特に大都市圏では本社に出勤せずに在宅やサテライトオフィスで仕事をするリモートワーク(テレワーク)がスタンダードになり、本社機能を地方に移転する働き方改革で経営の安定化を図るケースも見受けられています。
この記事では、企業の地方移転においてどのようなメリットやデメリットがあるのかを詳しく解説していきます。
果たして、地方移転はニューノーマルな時代でビジネスを成功させるために有効な手段となるのか?

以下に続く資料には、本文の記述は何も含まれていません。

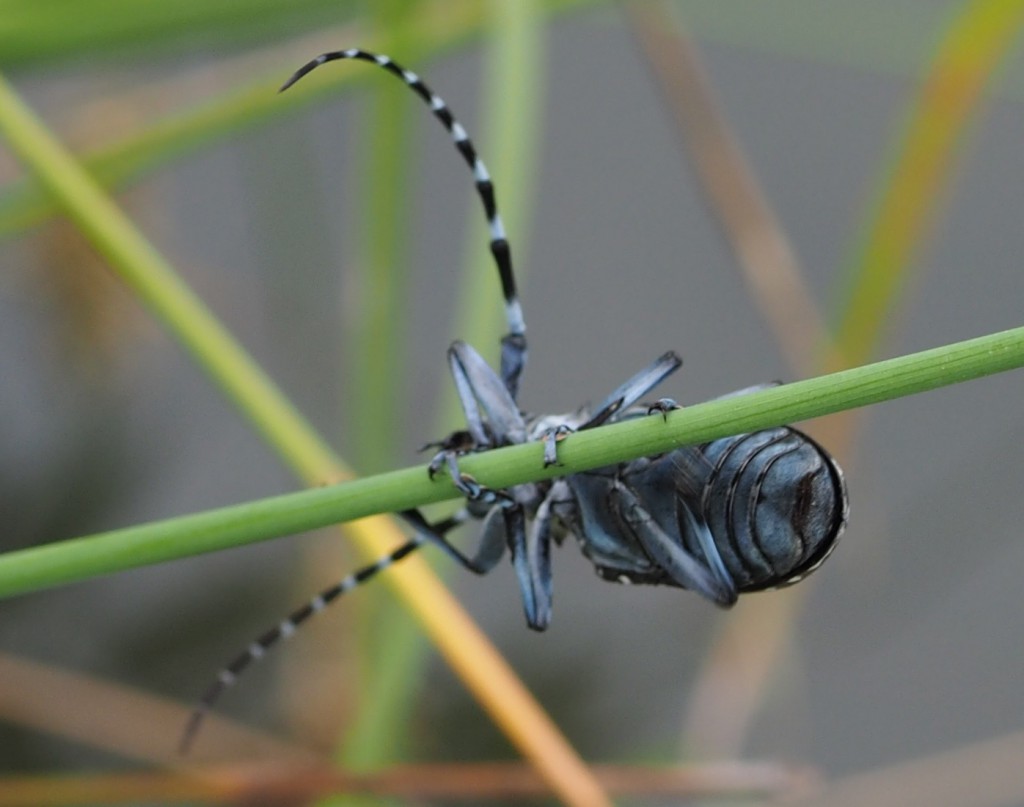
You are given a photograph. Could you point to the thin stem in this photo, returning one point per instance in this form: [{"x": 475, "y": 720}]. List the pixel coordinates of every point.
[
  {"x": 67, "y": 561},
  {"x": 467, "y": 650}
]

この記事を通して、企業の経営課題の解決策を見出していただければ幸いです。
昨今において企業の地方移転が活発になってきた理由は、主に新型コロナウイルスの蔓延による環境の変化があげられます。
地方に本社機能を移転することでコスト削減やさまざまな優遇税制を活用できるというメリットが生まれ、2020年には人材派遣大手の「パソナグループ」が淡路島に本社機能を移転したという大きなニュースも入ってきました。
パソナグループは2024年に向けて従業員約1,200人の異動を目標として掲げており、大企業の地方移転のひとつのモデルケースとして注目を集めています。

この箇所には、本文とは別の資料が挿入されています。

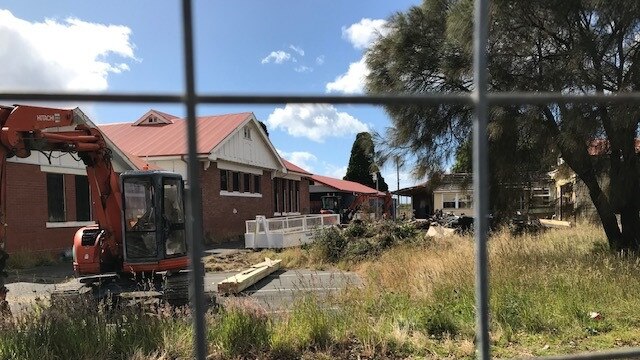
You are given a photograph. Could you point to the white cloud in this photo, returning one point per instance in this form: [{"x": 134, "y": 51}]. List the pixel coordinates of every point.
[
  {"x": 391, "y": 177},
  {"x": 334, "y": 171},
  {"x": 363, "y": 33},
  {"x": 297, "y": 49},
  {"x": 302, "y": 159},
  {"x": 66, "y": 55},
  {"x": 277, "y": 57},
  {"x": 314, "y": 121},
  {"x": 351, "y": 82},
  {"x": 303, "y": 68}
]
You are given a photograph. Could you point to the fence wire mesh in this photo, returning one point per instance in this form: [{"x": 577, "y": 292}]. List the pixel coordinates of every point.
[{"x": 480, "y": 99}]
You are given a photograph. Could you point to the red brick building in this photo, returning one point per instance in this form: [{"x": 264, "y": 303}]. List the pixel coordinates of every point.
[
  {"x": 241, "y": 176},
  {"x": 241, "y": 173},
  {"x": 48, "y": 200}
]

実は、企業の地方移転は新型コロナウイルスが流行する前から国をあげて促進しており、2015年には東京から地方移転をする企業を支援する「地方拠点強化税制」も実施されています。
地方拠点強化税制の存在、そして新型コロナウイルスの流行という条件が重なったことでより地方移転が活発になり、今後も中小企業や大企業が大都市圏から自然に囲まれたのどかな地方へ移転するケースは増えると予想されています。
実際に、本社機能を地方に移転した場合にどのようなメリットが生まれるのかを具体的にご紹介していきます。
地方移転になかなか踏み切れない企業の多くは、雇用問題・税金問題の解決策を必要としていますが、国が設けた雇用支援や優遇税制もあるので注目してみてください。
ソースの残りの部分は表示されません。